Continuous tracking shots are hard to do. Robert Altman's The Player has as its opening shot the longest (at the time) and most technically complicated tracking shot in a film pushing the limits of a single film canister (and if you look closely at the shot, you'll see Robert Altman himself, pitching a sequel to The Graduate). Russian Ark, however, is orders of magnitude beyond that.

Eight hundred and sixty-seven actors!

My mind is boggling at the thought.


Information wants to be availale …

The reasons are clear enough: in an attention economy, the key is to capture customers and keep them focused. The dojinshi market does exactly that. Fans obsess; obsessions work to the benefit of the original artist. Thus, were the law to ban dojinshi, lawyers may sleep better, but the market for comics generally would be hurt. Manga publishers in Japan recognize this. They understand how “theft” can benefit the “victim,” even if lawyers are trained to make the thought inconceivable.

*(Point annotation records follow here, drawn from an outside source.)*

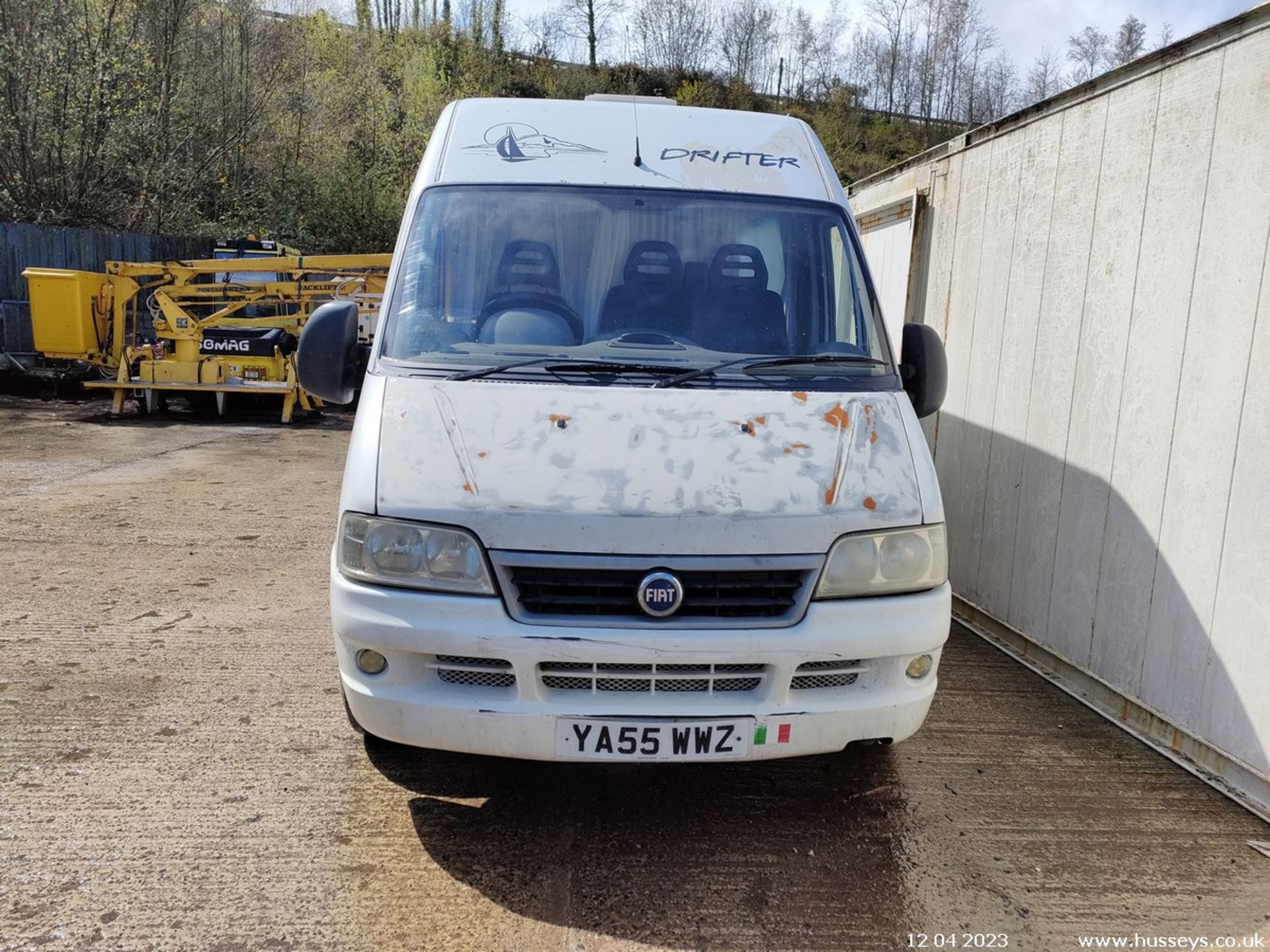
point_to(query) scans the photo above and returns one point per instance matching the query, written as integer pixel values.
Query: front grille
(826, 674)
(651, 678)
(734, 593)
(476, 672)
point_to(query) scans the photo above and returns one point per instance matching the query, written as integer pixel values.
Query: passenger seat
(738, 313)
(651, 296)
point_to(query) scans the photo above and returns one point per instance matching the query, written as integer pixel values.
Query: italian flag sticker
(783, 734)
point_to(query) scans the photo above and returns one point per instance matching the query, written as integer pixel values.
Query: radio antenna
(634, 104)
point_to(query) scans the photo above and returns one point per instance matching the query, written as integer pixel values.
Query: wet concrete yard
(178, 774)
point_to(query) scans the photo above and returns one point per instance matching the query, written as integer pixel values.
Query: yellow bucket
(69, 319)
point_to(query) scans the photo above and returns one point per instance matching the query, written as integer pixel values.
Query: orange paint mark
(837, 418)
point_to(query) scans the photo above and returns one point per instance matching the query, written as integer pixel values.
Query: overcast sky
(1025, 26)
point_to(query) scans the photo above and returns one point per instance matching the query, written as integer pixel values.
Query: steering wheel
(530, 300)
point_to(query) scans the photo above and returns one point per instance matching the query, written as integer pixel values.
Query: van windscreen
(689, 280)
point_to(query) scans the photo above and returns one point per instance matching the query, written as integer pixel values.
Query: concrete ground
(178, 774)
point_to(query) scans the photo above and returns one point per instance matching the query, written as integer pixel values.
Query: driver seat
(651, 296)
(527, 281)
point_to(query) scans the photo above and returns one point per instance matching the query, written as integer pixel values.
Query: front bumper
(409, 702)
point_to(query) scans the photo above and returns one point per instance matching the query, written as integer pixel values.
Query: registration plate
(600, 739)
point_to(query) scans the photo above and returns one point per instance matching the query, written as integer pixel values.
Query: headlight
(413, 555)
(886, 563)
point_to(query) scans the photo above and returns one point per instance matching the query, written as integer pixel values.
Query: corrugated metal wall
(81, 249)
(1099, 270)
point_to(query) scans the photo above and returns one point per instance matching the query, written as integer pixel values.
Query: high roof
(593, 143)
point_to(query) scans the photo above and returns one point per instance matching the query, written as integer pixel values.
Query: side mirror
(327, 360)
(923, 367)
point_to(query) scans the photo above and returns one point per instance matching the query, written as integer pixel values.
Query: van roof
(593, 143)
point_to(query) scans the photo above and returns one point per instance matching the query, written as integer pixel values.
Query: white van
(635, 474)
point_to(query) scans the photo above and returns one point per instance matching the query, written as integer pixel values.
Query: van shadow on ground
(706, 856)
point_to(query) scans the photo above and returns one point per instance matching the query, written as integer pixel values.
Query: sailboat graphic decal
(520, 143)
(508, 149)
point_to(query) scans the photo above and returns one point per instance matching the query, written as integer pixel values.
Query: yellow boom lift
(215, 332)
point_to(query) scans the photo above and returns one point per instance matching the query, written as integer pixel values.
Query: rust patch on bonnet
(837, 418)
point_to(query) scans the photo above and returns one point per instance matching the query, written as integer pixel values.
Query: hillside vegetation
(220, 117)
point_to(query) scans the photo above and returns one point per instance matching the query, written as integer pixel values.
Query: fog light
(374, 663)
(920, 666)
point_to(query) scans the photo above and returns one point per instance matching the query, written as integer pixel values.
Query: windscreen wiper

Via dive into mark, What lawyers can learn from comic books

I've linked to a few other articles where making intellectual property (books, music, comics) easily available helps sales in the long run, even if it may facilitate an apparent “pirate market” in the short run. And this article by Lawrence Lessig expresses that point all the more so (and while he is correct in his reference to the potential legal action by Sony against someone who hacked the Aibo, I can see Sony's side of the picture—they were trying to limit their liability if someone saw the information, hacked their Aibo and broke it, then tried to return it to Sony possibly despite langauge in their warantee that modifications to the Aibo will void it; Sonly has since changed their mind).